4

I have implement a link-based BST (binary search tree) in C++ for one of my assignment. I have written my whole class and everything works good, but my assignment asks me to plot the run-times for:

a.  A sorted list of 50000, 75000, and 100000 items
b.  A random list of 50000, 75000, and 100000 items

That's fine, I can insert the numbers but it also asks me to call the FindHeight() and CountLeaves() methods on the tree. My problem is that I've implemented the two functions using recursion. Since I have a such a big list of numbers I'm getting getting a stackoverflow exception.

Here's my class definition:

template <class TItem>
class BinarySearchTree
{
public:
    struct BinarySearchTreeNode
    {
    public:
        TItem Data;
        BinarySearchTreeNode* LeftChild;
        BinarySearchTreeNode* RightChild;
    };

    BinarySearchTreeNode* RootNode;

    BinarySearchTree();
    ~BinarySearchTree();

    void InsertItem(TItem);

    void PrintTree();
    void PrintTree(BinarySearchTreeNode*);

    void DeleteTree();
    void DeleteTree(BinarySearchTreeNode*&);

    int CountLeaves();
    int CountLeaves(BinarySearchTreeNode*);

    int FindHeight();
    int FindHeight(BinarySearchTreeNode*);

    int SingleParents();
    int SingleParents(BinarySearchTreeNode*);

    TItem FindMin();
    TItem FindMin(BinarySearchTreeNode*);

    TItem FindMax();
    TItem FindMax(BinarySearchTreeNode*);
};

FindHeight() Implementation

template <class TItem>
int BinarySearchTree<TItem>::FindHeight()
{
    return FindHeight(RootNode);
}

template <class TItem>
int BinarySearchTree<TItem>::FindHeight(BinarySearchTreeNode* Node)
{
    if(Node == NULL)
        return 0;

    return 1 + max(FindHeight(Node->LeftChild), FindHeight(Node->RightChild));
}

CountLeaves() implementation

template <class TItem>
int BinarySearchTree<TItem>::CountLeaves()
{
    return CountLeaves(RootNode);
}

template <class TItem>
int BinarySearchTree<TItem>::CountLeaves(BinarySearchTreeNode* Node)
{
    if(Node == NULL)
        return 0;
    else if(Node->LeftChild == NULL && Node->RightChild == NULL)
        return 1;
    else
        return CountLeaves(Node->LeftChild) + CountLeaves(Node->RightChild);
}

I tried to think of how I can implement the two methods without recursion but I'm completely stumped.
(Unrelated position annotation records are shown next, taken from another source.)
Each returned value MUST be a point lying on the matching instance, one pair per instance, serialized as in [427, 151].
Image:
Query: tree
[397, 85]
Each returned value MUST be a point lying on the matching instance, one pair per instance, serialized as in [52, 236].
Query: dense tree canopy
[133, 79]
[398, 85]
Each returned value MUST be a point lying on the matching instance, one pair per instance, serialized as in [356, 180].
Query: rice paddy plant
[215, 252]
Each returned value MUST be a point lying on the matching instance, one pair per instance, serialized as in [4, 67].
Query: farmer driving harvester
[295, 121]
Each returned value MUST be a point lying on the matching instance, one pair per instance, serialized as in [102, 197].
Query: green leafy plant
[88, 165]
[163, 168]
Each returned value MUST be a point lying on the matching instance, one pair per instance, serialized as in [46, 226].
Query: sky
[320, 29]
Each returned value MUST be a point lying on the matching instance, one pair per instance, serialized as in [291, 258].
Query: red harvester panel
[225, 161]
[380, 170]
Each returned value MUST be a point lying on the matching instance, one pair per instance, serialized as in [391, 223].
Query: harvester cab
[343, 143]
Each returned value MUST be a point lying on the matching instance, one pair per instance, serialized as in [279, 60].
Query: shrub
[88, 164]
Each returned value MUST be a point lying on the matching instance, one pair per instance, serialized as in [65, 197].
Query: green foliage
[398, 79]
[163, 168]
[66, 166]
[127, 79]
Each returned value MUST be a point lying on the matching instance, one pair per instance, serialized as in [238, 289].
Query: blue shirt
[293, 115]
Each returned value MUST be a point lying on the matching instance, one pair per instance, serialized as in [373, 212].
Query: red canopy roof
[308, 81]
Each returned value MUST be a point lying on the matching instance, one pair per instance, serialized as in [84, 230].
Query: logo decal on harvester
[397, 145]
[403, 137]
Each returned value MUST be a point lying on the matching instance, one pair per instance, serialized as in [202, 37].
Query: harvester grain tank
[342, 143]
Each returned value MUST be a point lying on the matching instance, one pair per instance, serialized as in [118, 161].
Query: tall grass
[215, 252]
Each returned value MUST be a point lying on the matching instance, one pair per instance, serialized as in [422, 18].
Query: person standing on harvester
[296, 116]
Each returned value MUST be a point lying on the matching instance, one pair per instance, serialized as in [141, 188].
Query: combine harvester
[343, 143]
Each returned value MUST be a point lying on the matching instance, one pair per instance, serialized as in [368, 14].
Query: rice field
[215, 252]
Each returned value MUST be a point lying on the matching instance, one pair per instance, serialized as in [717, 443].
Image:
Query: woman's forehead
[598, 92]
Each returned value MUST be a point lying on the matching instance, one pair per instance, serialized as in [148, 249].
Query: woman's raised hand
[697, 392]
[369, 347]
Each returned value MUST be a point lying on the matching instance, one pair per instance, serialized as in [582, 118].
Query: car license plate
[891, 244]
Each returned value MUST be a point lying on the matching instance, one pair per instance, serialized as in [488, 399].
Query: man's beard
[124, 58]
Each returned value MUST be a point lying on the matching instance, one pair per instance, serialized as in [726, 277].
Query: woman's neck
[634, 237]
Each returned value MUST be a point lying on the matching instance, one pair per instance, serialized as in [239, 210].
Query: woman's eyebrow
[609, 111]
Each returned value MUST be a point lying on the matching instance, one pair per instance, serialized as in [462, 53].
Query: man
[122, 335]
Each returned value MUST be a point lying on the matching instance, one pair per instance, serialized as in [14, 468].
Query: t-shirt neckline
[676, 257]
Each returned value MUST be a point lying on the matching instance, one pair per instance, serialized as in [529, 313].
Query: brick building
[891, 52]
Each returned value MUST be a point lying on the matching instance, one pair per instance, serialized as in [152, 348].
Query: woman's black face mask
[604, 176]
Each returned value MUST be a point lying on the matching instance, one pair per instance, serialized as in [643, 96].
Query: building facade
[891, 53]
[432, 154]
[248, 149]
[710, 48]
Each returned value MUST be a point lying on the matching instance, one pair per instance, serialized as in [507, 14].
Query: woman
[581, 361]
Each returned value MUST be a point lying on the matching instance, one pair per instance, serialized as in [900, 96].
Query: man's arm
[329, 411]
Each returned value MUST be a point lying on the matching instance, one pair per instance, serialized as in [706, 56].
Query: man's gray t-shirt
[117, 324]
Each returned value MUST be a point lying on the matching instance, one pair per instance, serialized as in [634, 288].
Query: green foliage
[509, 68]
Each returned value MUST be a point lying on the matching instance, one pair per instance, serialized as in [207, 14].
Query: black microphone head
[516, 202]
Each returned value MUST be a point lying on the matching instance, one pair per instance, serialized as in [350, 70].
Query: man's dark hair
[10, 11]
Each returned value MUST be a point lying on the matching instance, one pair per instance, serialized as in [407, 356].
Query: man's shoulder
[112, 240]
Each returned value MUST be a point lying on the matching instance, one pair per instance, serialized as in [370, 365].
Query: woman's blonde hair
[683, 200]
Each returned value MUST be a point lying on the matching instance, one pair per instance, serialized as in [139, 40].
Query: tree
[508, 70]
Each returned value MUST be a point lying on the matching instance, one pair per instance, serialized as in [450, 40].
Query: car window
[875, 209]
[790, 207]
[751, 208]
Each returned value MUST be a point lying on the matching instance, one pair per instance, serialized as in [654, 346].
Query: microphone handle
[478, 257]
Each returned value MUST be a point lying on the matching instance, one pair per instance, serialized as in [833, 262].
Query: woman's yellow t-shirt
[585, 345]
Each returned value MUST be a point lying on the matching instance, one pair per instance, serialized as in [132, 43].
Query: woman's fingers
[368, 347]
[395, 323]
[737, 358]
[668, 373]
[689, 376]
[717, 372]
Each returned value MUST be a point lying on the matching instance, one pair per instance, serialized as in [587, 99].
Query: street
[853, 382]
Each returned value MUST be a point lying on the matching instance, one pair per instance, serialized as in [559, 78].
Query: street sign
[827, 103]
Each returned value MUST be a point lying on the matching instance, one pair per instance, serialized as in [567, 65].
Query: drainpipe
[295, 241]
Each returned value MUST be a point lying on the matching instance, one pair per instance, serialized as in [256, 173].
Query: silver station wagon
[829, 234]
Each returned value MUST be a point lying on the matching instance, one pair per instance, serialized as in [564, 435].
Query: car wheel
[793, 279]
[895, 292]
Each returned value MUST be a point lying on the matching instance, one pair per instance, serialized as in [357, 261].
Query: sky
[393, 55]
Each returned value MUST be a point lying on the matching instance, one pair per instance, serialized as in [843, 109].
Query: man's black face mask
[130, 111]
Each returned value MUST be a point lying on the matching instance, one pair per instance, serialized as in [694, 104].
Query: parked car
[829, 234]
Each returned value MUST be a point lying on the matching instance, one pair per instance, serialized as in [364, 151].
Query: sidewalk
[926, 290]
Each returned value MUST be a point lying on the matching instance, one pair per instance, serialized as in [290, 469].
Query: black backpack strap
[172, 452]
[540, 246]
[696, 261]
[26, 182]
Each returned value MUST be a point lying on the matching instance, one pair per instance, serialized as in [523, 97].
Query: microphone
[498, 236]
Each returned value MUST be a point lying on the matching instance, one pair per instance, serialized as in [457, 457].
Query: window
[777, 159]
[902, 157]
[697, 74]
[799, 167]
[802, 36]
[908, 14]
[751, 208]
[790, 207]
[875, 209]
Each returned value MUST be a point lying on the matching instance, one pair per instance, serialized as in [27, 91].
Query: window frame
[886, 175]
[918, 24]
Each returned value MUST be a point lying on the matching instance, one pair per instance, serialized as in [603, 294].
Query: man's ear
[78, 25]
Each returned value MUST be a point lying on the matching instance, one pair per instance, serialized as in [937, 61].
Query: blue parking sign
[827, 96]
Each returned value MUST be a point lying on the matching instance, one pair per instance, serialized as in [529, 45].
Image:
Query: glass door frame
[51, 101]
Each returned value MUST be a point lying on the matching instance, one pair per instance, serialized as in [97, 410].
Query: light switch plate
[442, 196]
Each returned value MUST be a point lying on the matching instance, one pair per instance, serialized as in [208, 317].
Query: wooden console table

Anyone have any ideas?

Kev
  • 118,037
  • 53
  • 300
  • 385
Saad Imran.
  • 4,480
  • 2
  • 23
  • 33
  • 4
    (a) Question title should describe the question, not your emotional state/hopes&dreams; (b) we don't care when your assignment is due!; (c) no need to sign posts. Good luck! – Lightness Races in Orbit Nov 09 '11 at 23:53
  • @SaadImran: is it safe to say that the insert does no balancing whatsoever? – Mooing Duck Nov 10 '11 at 00:11
  • @SaadImran: on a whim, does it still stackoverflow if you put the word `static` before the function prototypes taking a `BinarySearchTreeNode*` in release builds? eg: `static void PrintTree(BinarySearchTreeNode*);` – Mooing Duck Nov 10 '11 at 00:20
  • @MooingDuck Yes, you're right, I didn't really think far enough to balance the tree, I just inserted numbers 1-100,000 into the tree. I will try balancing as well as adding the static keyword. Thanks! – Saad Imran. Nov 10 '11 at 01:01
  • Look into using red-black semantics for balancing. With a properly balanced tree, you only have to do `ceil(lg n)` levels of recursion. Even if the function is non-static, you shouldn't run out of stack space. – moshbear Nov 10 '11 at 01:06
  • @TomalakGeret'kal I didn't word the question to express my dreams, but to draw attention, I see the problem here, I won't do it next time. I know people don't care when my assignment is due, I just put it there thinking people might help faster. I don't see anything wrong with signing a post, although all I said was I appreciate any help in the problem. Anyways, not here to argue, I will try to follow those tips next time. Thanks. – Saad Imran. Nov 10 '11 at 01:11
  • @moshbear: I believe the upper-bound of red-black trees is `ceil(2*lg(n))` isn't it? – Mooing Duck Nov 10 '11 at 01:17
  • @MooingDuck insertion or search? In any case, it should alleviate the stack overflow. – moshbear Nov 10 '11 at 01:25
  • @moshbear: depth, and yes it solves the problem – Mooing Duck Nov 10 '11 at 05:08
  • Stil better than `O(n)` by a long shot. – moshbear Nov 10 '11 at 05:55

5 Answers5

3

Recursion on a tree with 100,000 nodes should not be a problem if it is balanced. The depth would only be maybe 17, which would not use very much stack in the implementations shown. (log2(100,000) = 16.61). So it seems that maybe the code that is building the tree is not balancing it correctly.

Mark Wilkins
  • 40,729
  • 5
  • 57
  • 110
  • or more likely, insert is not balancing at all. – Mooing Duck Nov 10 '11 at 00:09
  • @Mooing: I agree that is quite possible. Which means that for a sorted list, the BST would basically result in one long linked list of 100,000 items. – Mark Wilkins Nov 10 '11 at 00:11
  • Umm, I didn't think this far. I was looping from 0 to 100,00 and inserting the loop control variable so all nodes in my list just branched off to the right. I will try balancing the tree. Thanks for the help. – Saad Imran. Nov 10 '11 at 00:59
2

I found this page very enlightening because it talks about the mechanics of converting a function that uses recursion to one that uses iteration.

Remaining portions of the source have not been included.